Austrian-Israeli art historian (1900–1974)

Otto Schneid (אוטו שנייד; also known as Naftali Schneid; 30 January 1900 – 12 May 1974) was an Austrian-Israeli art historian, writer and artist. He was based in Europe and later in Israel and North America.

==Biography==
Schneid was born on 30 January 1900 in Jablunkov, Austria-Hungary. He received his PhD from the University of Vienna. He was among the early researchers studying the field of Jewish art in Europe during the interwar period, and had completed a manuscript titled Der Jude und die Kunst ("The Jew in the Arts"). Schneid later worked as a professor in Israel and then later in North America. His archives are maintained by the National Library of Israel, and the University of Toronto.

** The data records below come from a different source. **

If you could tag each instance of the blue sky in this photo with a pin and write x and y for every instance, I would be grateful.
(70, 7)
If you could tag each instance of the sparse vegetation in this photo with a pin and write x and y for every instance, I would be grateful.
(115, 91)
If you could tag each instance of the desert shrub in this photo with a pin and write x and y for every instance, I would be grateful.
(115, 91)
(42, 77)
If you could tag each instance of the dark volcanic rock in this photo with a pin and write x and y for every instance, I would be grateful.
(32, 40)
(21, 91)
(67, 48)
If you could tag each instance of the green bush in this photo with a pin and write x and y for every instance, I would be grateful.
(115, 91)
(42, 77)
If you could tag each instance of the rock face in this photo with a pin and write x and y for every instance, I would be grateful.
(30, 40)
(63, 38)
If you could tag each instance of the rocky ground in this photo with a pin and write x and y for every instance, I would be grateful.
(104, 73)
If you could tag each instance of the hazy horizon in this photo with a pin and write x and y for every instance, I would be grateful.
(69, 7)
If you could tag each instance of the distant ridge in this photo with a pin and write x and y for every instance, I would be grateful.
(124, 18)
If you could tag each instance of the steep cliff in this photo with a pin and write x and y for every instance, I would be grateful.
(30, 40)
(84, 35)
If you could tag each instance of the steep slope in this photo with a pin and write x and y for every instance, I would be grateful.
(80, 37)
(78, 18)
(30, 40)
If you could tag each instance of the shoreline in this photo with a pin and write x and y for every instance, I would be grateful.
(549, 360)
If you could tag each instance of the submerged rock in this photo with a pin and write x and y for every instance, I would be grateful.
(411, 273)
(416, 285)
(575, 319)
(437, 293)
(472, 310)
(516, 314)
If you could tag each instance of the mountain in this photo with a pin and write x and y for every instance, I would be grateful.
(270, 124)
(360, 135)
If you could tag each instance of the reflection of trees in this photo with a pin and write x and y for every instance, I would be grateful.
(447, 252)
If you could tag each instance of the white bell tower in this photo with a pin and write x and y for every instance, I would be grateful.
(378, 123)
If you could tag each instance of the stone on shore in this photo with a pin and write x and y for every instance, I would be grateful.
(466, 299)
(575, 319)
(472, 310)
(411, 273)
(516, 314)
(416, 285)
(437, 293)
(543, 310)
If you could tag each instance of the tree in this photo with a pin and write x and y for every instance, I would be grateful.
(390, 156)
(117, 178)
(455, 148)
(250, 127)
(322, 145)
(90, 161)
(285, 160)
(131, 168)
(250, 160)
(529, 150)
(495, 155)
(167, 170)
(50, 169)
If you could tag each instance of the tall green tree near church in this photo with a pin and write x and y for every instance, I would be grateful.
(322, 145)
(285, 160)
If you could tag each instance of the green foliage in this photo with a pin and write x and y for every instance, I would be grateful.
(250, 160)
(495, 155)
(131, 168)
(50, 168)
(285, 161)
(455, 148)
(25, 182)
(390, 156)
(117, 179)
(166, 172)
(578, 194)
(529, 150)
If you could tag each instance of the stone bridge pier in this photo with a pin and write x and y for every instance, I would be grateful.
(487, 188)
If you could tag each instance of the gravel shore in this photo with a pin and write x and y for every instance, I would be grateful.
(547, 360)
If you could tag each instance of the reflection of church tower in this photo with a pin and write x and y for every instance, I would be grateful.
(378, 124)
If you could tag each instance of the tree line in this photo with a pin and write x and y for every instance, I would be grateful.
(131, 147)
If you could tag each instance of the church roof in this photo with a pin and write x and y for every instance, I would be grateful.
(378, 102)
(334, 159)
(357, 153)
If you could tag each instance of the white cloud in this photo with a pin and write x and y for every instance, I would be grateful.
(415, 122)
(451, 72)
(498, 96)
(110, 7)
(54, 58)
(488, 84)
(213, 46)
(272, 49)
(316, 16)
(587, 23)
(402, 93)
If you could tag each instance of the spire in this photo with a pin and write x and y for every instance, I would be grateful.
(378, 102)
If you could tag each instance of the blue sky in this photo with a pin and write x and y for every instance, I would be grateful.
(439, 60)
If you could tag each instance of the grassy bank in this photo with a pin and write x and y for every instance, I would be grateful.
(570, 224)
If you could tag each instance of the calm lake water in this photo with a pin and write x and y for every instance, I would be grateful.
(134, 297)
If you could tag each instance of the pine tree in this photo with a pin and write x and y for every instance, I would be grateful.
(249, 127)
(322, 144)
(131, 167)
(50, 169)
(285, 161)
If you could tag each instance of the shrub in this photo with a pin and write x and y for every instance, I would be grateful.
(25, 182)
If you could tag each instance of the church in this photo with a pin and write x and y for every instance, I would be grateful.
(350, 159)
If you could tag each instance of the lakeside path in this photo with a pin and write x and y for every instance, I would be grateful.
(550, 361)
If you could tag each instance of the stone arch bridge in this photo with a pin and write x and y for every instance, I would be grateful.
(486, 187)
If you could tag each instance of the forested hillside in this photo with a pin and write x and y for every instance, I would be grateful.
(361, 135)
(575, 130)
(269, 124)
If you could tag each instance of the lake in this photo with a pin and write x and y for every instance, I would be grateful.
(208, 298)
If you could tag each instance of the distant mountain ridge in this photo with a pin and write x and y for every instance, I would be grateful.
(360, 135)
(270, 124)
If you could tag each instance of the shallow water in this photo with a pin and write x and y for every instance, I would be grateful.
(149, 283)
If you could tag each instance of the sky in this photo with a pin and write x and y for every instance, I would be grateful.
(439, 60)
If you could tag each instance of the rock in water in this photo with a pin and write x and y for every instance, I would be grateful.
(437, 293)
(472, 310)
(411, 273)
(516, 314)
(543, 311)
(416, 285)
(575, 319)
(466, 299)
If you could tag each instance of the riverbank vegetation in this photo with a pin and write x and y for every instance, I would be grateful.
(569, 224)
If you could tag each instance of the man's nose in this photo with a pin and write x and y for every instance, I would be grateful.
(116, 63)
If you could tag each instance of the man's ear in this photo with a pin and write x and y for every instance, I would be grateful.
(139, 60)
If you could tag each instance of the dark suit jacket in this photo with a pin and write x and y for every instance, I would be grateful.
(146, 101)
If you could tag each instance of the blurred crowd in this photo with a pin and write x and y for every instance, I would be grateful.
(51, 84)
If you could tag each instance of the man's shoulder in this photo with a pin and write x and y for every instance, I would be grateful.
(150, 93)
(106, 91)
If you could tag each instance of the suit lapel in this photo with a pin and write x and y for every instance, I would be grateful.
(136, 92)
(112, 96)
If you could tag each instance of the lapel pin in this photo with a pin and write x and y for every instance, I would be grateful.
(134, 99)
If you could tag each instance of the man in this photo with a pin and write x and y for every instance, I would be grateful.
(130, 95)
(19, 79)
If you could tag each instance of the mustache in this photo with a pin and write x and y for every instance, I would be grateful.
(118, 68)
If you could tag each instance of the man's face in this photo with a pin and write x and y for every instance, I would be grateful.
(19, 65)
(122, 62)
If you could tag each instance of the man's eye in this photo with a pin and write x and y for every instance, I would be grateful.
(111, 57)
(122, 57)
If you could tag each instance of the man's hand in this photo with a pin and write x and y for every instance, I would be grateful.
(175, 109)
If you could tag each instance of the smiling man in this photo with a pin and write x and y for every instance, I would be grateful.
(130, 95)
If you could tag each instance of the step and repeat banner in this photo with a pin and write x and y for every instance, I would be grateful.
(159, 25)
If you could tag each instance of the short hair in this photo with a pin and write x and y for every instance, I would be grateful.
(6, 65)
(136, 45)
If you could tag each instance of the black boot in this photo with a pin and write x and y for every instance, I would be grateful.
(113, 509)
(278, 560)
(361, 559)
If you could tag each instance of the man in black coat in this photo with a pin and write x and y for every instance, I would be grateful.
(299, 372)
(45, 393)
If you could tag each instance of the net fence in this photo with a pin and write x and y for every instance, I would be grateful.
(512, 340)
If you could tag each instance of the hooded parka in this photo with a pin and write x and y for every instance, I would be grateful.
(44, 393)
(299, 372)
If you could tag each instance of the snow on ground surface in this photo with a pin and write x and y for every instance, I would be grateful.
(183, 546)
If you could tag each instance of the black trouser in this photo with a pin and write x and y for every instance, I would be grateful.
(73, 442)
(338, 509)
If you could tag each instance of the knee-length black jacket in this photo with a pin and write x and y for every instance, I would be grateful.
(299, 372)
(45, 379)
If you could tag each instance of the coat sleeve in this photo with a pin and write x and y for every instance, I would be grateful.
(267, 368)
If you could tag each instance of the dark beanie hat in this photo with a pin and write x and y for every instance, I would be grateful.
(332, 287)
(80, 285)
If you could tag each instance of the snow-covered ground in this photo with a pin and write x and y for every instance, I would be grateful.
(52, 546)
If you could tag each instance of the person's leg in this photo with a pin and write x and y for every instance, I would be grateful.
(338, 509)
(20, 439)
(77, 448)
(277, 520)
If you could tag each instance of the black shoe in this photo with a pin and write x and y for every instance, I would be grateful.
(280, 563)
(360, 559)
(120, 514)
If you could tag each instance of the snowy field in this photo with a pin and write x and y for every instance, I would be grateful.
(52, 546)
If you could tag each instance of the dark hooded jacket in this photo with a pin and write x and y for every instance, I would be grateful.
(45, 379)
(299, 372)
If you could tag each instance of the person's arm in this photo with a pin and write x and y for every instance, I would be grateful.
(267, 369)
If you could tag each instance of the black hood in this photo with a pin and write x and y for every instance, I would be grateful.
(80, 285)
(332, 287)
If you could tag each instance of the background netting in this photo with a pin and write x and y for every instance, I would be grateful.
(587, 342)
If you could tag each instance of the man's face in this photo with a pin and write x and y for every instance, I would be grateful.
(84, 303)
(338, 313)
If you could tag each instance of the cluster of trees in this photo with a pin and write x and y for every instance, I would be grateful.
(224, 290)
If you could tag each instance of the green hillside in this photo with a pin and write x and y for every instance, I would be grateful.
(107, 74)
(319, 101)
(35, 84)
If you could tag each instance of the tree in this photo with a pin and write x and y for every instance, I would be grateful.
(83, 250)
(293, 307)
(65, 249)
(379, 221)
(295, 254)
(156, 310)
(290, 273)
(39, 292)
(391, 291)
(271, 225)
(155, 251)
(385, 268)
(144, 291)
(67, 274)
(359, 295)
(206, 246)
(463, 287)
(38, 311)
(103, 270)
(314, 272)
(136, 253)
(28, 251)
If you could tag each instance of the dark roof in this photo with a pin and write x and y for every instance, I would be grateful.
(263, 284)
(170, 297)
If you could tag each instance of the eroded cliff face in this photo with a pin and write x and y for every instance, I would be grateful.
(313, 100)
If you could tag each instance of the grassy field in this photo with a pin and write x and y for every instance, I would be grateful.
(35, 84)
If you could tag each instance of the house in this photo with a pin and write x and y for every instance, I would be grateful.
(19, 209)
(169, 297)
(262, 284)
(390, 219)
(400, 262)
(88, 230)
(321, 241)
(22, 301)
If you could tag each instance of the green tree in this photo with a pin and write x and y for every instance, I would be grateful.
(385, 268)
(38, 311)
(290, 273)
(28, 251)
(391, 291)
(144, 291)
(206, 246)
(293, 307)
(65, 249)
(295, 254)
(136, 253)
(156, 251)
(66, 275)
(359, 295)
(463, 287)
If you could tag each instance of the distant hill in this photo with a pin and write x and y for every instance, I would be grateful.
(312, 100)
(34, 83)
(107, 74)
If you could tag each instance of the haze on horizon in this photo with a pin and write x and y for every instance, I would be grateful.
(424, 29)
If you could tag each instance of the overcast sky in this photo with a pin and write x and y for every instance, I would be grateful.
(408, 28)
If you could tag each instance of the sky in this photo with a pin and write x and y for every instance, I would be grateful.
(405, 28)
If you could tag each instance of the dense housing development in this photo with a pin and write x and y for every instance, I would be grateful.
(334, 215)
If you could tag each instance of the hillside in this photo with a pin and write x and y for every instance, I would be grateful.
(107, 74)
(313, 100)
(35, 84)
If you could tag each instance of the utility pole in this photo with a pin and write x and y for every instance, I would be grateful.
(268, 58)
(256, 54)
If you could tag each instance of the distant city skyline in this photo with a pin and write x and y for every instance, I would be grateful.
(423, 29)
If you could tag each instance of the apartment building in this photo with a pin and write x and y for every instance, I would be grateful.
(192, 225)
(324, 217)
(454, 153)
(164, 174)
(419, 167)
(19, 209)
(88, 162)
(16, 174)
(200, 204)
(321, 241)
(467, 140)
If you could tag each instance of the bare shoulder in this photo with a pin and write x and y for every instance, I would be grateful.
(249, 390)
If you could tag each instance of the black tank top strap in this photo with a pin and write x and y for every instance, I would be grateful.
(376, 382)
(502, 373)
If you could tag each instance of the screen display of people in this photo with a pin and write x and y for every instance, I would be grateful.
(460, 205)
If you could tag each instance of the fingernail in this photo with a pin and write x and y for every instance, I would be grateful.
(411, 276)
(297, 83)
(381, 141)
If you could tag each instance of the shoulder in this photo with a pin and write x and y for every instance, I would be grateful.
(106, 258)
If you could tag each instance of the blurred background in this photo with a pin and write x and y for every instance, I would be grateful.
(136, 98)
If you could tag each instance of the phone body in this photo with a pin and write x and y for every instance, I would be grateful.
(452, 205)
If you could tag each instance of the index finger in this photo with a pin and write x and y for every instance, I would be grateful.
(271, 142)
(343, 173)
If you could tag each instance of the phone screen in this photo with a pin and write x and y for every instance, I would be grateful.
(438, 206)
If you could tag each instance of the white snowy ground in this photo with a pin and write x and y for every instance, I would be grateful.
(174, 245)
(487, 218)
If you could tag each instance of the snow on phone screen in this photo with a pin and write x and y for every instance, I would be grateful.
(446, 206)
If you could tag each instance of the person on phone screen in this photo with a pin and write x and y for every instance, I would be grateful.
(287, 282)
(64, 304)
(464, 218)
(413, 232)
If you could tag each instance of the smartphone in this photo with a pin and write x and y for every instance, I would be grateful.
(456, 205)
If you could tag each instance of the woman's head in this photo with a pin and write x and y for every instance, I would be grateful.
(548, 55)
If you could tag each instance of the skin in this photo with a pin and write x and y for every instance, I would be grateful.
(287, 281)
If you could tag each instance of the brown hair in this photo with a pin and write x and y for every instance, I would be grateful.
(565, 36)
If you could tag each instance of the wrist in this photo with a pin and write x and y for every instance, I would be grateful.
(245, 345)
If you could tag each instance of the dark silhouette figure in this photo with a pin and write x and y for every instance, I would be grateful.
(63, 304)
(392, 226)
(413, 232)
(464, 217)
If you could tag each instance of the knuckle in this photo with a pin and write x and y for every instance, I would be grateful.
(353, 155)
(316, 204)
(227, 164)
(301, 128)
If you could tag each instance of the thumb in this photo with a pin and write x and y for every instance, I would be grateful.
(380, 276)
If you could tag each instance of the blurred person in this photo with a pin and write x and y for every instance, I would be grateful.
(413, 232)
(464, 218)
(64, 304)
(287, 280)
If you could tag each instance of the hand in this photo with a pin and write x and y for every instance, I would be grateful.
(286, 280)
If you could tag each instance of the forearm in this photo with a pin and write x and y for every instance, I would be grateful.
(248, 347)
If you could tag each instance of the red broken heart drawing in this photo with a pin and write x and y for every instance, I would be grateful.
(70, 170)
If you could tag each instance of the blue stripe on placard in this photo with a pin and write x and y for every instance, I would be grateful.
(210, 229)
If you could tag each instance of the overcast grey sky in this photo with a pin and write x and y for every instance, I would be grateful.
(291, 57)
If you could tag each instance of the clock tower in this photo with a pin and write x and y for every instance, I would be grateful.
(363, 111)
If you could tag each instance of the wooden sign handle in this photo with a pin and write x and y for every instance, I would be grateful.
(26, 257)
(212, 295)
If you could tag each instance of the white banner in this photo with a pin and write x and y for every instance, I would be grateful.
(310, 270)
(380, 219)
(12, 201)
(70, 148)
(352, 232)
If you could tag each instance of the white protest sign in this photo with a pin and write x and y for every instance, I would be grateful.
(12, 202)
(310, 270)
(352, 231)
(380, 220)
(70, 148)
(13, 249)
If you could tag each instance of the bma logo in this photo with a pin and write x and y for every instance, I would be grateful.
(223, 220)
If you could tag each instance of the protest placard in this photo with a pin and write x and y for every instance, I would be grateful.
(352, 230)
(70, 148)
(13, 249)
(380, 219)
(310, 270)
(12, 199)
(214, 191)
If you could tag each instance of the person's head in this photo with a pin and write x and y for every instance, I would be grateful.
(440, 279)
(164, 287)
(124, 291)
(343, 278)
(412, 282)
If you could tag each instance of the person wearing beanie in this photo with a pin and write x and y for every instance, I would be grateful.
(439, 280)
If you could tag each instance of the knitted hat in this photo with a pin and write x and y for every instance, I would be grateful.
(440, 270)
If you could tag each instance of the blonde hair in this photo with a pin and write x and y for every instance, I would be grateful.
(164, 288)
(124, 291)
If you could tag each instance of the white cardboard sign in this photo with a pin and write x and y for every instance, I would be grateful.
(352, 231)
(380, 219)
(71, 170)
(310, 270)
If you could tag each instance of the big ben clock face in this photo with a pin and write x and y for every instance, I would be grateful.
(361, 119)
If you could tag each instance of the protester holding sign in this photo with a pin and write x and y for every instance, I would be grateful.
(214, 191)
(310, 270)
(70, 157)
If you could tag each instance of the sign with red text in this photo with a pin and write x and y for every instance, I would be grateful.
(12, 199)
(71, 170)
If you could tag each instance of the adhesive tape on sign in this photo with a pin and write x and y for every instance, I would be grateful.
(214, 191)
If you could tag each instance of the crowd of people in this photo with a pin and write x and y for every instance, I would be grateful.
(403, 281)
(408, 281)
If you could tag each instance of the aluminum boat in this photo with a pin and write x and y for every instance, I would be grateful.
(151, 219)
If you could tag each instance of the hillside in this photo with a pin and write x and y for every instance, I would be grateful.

Otto Schneid was married to the writer Miriam Schneid (1923–2012). He died on 12 May 1974 in Toronto, Canada.

==Select publications==
- Schneid, O. (1934). Das chinesische Vordergrundbild: Tier- und Pflanzenmalerei Ostasiens. Vienna: Rohrer.
- Schneid, O. (1939). "Yiddishe Kunst in Poyln", Yidisher gezelshaftlekher lexikon Vol. 1. pp. 334–358.
- Schneid, O. (1946). Tziyurei bet-ha-knesset b'dura-iropas: Yetzirah yehudit atika u'mekomah b'toldot ha-umnot [Paintings of the synagogue in Dora-Europos: An ancient Jewish work and its place in the history of art]. Tel Aviv: Gazit.
- Schneid, O. (1947). Ha-tanakh b'tmunot Rembrandt [The Hebrew Bible in the paintings of Rembrandt]. Tel Aviv: Yavne.
- Schneid, O. (1947). Omanut Yaṿan ha-ḳlasit. Amud.
- Schneid, O. (1970). The Man-Made Hell: A Search for Rescue. Toronto: Source Books.
- Schneid, O. (1971). The Book of Ruth with twelve Facsimile Plates after Original Drawings. Toronto: Source Books.
- Schneid, O. (1976). Birkat tehom [Blessing of the depths]. Tel Aviv: Traklin.